FIRST VACCINE RECIPIENTS A TOUGH QUESTION

Who gets to be first in line for a COVID-19 vaccine? U.S. health authorities hope by late next month to have some draft guidance on how to ration initial doses, but it’s a vexing decision.

“Not everybody’s going to like the answer,” Dr. Francis Collins, director of the National Institutes of Health, recently told one of the advisory groups the government asked to help decide. “There will be many people who feel that they should have been at the top of the list.”


Traditionally, first in line for a scarce vaccine are health workers and the people most vulnerable to the targeted infection.


But Collins tossed new ideas into the mix: Consider geography and give priority to people where an outbreak is hitting hardest.


And don’t forget volunteers in the final stage of vaccine testing who get dummy shots, the comparison group needed to tell if the real shots truly work.


“We owe them ... some special priority,” Collins said.


Huge studies this summer aim to prove which of several experimental COVID-19 vaccines are safe and effective. Moderna Inc. and Pfizer Inc. began tests last week that eventually will include 30,000 volunteers each; in the next few months, equally large calls for volunteers will go out to test shots made by AstraZeneca, Johnson & Johnson and Novavax. And some vaccines made in China are in smaller late-stage studies in other countries.


For all the promises of the U.S. stockpiling millions of doses, the hard truth: Even if a vaccine is declared safe and effective by year's end, there won’t be enough for everyone who wants it right away -- especially as most potential vaccines require two doses.


It’s a global dilemma. The World Health Organization is grappling with the same who-goes-first question as it tries to ensure vaccines are fairly distributed to poor countries -- decisions made even harder as wealthy nations corner the market for the first doses.
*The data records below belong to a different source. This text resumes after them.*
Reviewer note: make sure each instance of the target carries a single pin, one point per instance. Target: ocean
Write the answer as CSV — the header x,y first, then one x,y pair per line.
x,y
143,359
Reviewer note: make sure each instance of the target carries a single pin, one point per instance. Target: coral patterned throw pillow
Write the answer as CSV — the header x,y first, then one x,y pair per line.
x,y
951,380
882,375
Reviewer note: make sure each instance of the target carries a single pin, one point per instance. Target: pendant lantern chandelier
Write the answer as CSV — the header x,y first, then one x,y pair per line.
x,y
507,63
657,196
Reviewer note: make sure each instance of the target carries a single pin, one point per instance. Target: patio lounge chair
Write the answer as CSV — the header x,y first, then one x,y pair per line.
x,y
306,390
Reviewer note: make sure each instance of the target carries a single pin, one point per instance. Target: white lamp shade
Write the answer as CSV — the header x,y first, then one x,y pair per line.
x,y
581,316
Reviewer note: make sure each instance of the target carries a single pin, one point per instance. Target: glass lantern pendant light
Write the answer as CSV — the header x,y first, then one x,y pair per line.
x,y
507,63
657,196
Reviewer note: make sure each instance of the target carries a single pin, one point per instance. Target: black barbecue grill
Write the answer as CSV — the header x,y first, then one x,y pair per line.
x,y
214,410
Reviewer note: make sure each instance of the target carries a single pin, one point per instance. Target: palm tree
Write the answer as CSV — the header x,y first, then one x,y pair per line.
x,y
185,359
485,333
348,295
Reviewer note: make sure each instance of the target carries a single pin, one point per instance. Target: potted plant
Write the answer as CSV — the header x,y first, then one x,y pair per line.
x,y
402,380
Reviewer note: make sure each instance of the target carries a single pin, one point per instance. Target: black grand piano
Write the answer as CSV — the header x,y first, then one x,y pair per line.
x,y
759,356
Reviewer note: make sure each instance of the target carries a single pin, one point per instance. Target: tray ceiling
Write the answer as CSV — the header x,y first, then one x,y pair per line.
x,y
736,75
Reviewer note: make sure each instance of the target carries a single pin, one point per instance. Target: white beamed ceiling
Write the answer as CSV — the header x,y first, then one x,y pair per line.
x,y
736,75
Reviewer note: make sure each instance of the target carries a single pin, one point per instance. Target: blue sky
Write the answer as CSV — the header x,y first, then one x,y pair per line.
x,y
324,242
In the U.S., the Advisory Committee on Immunization Practices, a group established by the Centers for Disease Control and Prevention, is supposed to recommend who to vaccinate and when -- advice that the government almost always follows.


But a COVID-19 vaccine decision is so tricky that this time around, ethicists and vaccine experts from the National Academy of Medicine, chartered by Congress to advise the government, are being asked to weigh in, too, according to KCRA 3 News.


Setting priorities will require “creative, moral common sense,” said Bill Foege, who devised the vaccination strategy that led to global eradication of smallpox. Foege is co-leading the academy’s deliberations, calling it “both this opportunity and this burden.”